Following my incarceration in IKEA the other week, I was subjected to a new sport last weekend: IKEA sliding door wrestling. I eventually won but only after extra time and penalties. Didn’t feel much of a victory though. Bit like when I was in the Cubs and we scraped a 1-0 win over the Brownies at football but only because our centre forward, Jimmy “Rewind”* Spannerfoot, tripped over his own woggle in their penalty area and won a dubious spot kick. Hollow. Started building an IKEA wardrobe Saturday afternoon, finally finished Tuesday afternoon after several hard fought rounds with the sliding doors (OK, I did do a few things in between – like eat and sleep and a little bit of work). Most cricket test matches are shorter these days. Although I won, I do not intend to defend my title; at least not for a very very long time. IKEA is an acronym for the Swedish equivalent of “Death by Allen Key”. Didn’t know that? No, I wouldn’t believe a word I say either. This whole episode proved what I have known for many years: that DIY is not my forté (until recently, I thought Screwfix was a seedy dating agency). Still, at least I had the foresight to build the wardrobe in our bedroom. Not like my brother who once constructed a wardrobe downstairs in the lounge so that he could watch television at the same time. You can guess the rest of that sorry tale (which is, in fact, absolutely true). Don’t worry Little Brother, this will only be read by three other human beings and a computer-literate cat in Basingstoke so your secret is more or less safe.
….. * “Rewind” because he was not a fast forward.
Fortunately, there was some work to enjoy this week (more of a lightly-spiced korma after last week’s vindaloo):-
Monday: Volvo V40 R-design D2, Leicester to Rockingham, Northamptonshire.
Wednesday: Range Rover Evoque TD4 and Jaguar F-Pace 3.0d S, Rockingham, Northamptonshire
Friday: Ford Focus 1.5TDCi Zetec (2016), Leicester to London; Nissan Note 1.2 Acenta Premium, London to Swindon
First Jaguar F-Pace I have driven. Nice. Plenty of laid back muscle from the 3 litre turbo diesel, restrained black leather interior (no traditional Jaguar wood) and comfortable. Only drove it 25 miles – in pouring rain.
Had time off for good behaviour on Saturday morning (thus putting off the wardrobe building) to go to a small classic car event at the nearby Great Central Railway in Quorn together with my neighbour who has an immaculate MG TF replica (a Gentry kit car for those in the know).

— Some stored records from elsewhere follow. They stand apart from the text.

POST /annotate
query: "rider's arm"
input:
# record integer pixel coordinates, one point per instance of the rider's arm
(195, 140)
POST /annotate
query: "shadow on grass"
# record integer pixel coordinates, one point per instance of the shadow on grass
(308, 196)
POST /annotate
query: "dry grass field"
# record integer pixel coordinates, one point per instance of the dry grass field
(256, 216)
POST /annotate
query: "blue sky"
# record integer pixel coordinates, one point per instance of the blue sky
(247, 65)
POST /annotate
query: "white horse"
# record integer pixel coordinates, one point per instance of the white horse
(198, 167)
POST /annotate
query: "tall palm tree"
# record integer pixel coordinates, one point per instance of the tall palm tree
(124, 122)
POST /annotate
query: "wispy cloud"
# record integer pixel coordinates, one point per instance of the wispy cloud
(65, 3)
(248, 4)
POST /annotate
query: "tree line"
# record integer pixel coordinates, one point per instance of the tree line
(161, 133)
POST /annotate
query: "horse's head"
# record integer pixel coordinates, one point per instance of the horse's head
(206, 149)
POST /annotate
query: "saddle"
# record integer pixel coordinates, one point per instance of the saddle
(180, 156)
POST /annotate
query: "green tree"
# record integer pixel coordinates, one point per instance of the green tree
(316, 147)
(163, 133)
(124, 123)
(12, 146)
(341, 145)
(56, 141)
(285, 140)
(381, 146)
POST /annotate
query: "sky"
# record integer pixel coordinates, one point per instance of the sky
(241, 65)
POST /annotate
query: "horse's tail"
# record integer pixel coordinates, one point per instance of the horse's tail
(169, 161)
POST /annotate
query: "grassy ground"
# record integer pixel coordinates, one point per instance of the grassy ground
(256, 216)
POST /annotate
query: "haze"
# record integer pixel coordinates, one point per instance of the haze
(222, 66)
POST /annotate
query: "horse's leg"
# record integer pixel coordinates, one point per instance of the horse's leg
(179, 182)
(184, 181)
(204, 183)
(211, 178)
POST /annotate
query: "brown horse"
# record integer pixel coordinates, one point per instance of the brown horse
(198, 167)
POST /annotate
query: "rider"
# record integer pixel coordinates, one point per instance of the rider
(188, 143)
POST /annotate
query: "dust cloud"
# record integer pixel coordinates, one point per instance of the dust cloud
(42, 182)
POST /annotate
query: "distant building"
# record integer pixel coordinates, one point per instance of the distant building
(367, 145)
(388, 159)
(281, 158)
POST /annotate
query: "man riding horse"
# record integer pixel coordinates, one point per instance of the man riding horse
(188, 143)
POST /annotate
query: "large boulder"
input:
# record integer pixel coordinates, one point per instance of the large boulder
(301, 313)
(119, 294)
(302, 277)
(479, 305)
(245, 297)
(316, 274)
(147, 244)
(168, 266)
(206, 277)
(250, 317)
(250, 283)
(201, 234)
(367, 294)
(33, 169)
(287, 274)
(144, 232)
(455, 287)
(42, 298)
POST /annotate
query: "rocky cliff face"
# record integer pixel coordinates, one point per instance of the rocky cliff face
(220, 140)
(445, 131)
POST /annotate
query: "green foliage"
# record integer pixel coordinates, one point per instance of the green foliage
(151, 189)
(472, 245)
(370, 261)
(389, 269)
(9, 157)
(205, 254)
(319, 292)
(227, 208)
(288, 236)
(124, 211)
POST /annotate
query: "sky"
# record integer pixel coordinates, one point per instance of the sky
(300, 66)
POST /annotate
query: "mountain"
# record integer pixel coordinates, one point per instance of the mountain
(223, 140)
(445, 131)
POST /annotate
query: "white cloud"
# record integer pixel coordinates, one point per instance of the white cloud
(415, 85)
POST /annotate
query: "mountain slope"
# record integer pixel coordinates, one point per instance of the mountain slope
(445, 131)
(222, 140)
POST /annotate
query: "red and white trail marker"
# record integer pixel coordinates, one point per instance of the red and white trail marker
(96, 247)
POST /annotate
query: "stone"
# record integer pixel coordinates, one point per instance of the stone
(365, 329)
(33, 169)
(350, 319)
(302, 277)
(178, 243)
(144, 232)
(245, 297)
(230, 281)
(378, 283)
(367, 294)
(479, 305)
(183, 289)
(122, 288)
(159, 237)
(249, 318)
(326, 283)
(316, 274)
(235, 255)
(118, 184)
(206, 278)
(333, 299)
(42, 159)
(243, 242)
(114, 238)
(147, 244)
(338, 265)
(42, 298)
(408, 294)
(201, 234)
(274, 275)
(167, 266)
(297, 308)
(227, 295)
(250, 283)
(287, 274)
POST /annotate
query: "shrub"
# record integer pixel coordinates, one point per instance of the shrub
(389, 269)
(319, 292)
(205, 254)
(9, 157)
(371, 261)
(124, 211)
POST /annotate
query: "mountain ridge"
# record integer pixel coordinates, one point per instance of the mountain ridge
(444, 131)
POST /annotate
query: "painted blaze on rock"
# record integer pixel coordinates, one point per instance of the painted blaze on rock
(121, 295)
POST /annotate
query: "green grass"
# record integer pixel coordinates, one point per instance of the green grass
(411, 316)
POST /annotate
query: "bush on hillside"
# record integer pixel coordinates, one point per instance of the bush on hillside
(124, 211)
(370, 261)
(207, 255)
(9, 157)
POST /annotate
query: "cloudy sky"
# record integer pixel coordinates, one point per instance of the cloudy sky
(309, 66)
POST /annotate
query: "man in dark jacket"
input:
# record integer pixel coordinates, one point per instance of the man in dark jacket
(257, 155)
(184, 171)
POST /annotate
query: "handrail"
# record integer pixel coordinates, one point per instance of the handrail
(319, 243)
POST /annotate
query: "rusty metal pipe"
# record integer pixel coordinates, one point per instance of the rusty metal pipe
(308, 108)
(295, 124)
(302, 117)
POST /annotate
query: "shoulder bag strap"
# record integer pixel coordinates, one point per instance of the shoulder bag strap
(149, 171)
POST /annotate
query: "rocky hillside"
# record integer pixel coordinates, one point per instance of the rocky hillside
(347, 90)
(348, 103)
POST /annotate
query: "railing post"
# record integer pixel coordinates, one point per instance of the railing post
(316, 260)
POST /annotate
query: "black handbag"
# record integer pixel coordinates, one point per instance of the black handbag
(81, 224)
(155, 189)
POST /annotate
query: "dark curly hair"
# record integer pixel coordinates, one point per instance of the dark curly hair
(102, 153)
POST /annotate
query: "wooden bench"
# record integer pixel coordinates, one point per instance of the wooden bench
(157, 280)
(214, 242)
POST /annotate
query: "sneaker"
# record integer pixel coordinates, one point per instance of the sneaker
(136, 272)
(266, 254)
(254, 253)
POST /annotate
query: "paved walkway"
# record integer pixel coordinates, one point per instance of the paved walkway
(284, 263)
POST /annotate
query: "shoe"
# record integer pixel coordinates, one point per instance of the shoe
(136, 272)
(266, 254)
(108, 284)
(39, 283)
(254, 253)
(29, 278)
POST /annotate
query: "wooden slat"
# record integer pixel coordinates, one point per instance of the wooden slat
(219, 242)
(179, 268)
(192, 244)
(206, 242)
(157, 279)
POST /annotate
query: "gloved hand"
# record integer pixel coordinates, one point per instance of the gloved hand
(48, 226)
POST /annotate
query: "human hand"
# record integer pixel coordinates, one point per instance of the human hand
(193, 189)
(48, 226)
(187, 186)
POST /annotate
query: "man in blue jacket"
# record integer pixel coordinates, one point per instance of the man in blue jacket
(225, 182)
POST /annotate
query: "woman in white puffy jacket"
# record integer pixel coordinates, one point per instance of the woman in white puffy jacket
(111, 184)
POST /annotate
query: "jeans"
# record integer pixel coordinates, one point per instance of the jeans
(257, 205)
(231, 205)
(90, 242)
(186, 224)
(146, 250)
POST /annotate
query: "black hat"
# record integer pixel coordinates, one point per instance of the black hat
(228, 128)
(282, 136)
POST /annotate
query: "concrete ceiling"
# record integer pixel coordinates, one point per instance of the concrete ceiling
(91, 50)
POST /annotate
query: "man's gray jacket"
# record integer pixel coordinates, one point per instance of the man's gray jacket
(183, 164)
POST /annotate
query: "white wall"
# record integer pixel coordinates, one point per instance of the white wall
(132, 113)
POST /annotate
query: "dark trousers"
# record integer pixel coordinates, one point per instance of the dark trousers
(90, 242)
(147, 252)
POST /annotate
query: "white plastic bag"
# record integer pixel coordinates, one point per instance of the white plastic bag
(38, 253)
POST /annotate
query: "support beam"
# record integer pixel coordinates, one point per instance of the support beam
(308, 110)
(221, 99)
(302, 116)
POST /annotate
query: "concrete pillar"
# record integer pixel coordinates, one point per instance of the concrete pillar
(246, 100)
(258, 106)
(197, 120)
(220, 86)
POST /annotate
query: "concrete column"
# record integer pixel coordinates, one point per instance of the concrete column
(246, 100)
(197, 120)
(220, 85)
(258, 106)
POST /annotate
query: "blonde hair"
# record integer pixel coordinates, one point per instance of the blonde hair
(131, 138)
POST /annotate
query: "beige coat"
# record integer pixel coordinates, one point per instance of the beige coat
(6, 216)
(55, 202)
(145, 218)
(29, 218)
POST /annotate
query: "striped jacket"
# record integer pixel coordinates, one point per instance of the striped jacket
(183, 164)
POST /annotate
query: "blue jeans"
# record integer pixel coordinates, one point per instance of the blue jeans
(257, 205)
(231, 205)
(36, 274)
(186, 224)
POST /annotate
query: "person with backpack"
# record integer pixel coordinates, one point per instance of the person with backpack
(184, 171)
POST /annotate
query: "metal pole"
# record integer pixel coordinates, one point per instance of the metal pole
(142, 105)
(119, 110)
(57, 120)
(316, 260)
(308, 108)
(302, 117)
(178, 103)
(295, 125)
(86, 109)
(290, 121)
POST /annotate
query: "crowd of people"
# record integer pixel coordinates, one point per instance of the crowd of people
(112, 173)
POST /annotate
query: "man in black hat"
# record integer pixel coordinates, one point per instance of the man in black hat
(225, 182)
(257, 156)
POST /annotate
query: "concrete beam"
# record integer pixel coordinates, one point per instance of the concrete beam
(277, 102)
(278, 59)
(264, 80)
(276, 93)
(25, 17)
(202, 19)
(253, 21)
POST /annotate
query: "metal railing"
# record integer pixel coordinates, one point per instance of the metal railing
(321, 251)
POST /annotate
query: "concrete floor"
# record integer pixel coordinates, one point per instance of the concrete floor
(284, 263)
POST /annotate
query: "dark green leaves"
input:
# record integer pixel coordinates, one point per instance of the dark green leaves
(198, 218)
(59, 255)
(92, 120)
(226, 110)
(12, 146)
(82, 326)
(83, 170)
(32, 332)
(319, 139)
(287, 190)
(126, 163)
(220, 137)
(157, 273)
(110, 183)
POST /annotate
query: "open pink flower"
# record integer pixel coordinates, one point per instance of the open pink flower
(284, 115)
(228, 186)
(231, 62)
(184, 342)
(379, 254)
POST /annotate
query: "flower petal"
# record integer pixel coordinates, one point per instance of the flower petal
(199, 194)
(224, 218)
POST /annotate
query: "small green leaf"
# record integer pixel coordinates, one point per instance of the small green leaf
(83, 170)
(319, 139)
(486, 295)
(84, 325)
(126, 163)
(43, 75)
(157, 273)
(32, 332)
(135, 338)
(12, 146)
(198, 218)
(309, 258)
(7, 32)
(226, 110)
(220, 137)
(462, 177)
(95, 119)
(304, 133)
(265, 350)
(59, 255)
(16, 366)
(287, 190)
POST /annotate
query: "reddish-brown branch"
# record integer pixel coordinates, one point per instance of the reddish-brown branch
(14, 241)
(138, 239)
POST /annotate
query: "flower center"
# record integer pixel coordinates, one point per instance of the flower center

The Great Central Railway is, apparently, “the UK’s only double track, main line heritage railway and the only place in the world where full size steam engines can be seen passing each other”. So there you go. Actually, its great to visit, even if you are not a train buff.
The GCR runs for just over 8 miles from north of the city of Leicester to the market town of Loughborough. There are four stations along the line, each restored to represent different eras: Leicester North (1960s), Rothley (Edwardian), Quorn and Woodhouse (1940s) and Loughborough Central (1950s). All wonderfully atmospheric! There are moves in progress to link the line to a heritage railway in Nottingham and to build a new museum at Leicester North. If you are tempted to visit, check the Great Central Railway’s website for any special events that may be happening (e.g. 1940s weekend, modelling events, real ale train!!). You can also dine on board.
We only spent a couple of hours at the very quaint Quorn and Woodhouse station because the weather was a little gloomy. A good portion of that time was spent in the Butler-Henderson café having a cuppa with my neighbour and two “Friends of the Great Central Railway”. A lot of conversation revolved around railways and, I must confess, I didn’t understand all of it. Butler-Henderson? Yes, there is a connection with Vicki Butler Henderson (well-known petrolhead, motoring journalist and TV presenter). Captain The Honourable Eric Butler-Henderson was the last new director of the original Great Central Railway, appointed in 1918 and the great grandfather of VBH.